Consistent with these observations, large-scale analyses by Budczies et al. (21) identified KRAS/TP53 co-mutation as a stronger predictor of immune checkpoint inhibitor benefit than KRAS-only or wild-type tumors. Similarly, Sun et al. (22) demonstrated that TP53 mutations are closely associated with elevated tumor mutational burden and PD-L1 expression, contributing to an inflamed tumor immune microenvironment.
In contrast, TP53 wild-type or PD-L1-low tumors more frequently display an immunologically “cold” phenotype with limited T-cell infiltration, which may compromise the efficacy of ICI monotherapy. Importantly, however, reduced sensitivity in these settings does not imply that immunotherapy can be omitted altogether.
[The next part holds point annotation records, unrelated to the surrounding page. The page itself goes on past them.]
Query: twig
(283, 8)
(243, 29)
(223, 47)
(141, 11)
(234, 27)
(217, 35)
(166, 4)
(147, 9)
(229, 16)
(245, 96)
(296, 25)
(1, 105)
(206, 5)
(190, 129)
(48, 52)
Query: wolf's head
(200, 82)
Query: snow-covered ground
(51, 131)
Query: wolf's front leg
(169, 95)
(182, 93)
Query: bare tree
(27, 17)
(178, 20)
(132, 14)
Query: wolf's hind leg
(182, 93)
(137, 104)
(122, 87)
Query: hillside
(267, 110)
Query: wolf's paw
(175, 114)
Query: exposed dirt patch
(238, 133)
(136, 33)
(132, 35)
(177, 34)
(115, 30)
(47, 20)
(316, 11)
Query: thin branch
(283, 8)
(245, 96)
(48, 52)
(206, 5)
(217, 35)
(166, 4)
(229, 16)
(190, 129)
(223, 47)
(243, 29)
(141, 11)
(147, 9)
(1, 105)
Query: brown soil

Long-term survival observed in pivotal trials such as KEYNOTE-001 indicates that durable benefit from pembrolizumab is achievable in selected patients, underscoring that immunotherapy remains a cornerstone of treatment beyond narrowly defined biomarker-enriched subgroups (23). In KRAS-mutant disease, where historical outcomes with chemotherapy alone have been modest, immunotherapy represents a critical component of contemporary combination strategies.
Because the patient declined surgical intervention for personal reasons, a treatment regimen consisting of platinum-based doublet chemotherapy combined with immunotherapy and anti-angiogenic therapy was selected. Following this triplet approach, the patient achieved a clear clinical benefit, with a progression-free survival (PFS) of 55 months.
Nevertheless, as this report represents a single-case observation, the patient’s overall tumor burden was relatively lower than that typically observed in individuals with stage IV disease. While patients with stage IV disease generally present with a higher tumor burden, available evidence suggests that tumors harboring concurrent KRAS G13C and TP53 mutations may exhibit a relatively favorable response to immunotherapy.
The patient described in this report belongs to the KRAS G13C/TP53 co-mutated subtype. Given the relatively low incidence of KRAS G13C mutations in non-small cell lung cancer, large-scale clinical studies specifically addressing this subtype remain limited. Although large-scale correlation studies on KRAS G13C are currently unavailable, we believe that the therapeutic approach described herein could serve as a potential basis for future large-scale trials targeting this specific subtype, offering valuable reference for the clinical management of such patients. Nevertheless, the efficacy and safety profile of this strategy in a broader population require further validation through follow-up studies.
Conclusion
4
We report a case of KRAS G13C/TP53 co-mutated NSCLC achieving prolonged survival following a combined regimen of platinum-doublet chemotherapy, immunotherapy, and anti-angiogenic therapy. These findings suggest that this triplet combination constitutes a viable therapeutic option for this specific subgroup, potentially offering durable survival benefits in clinical practice.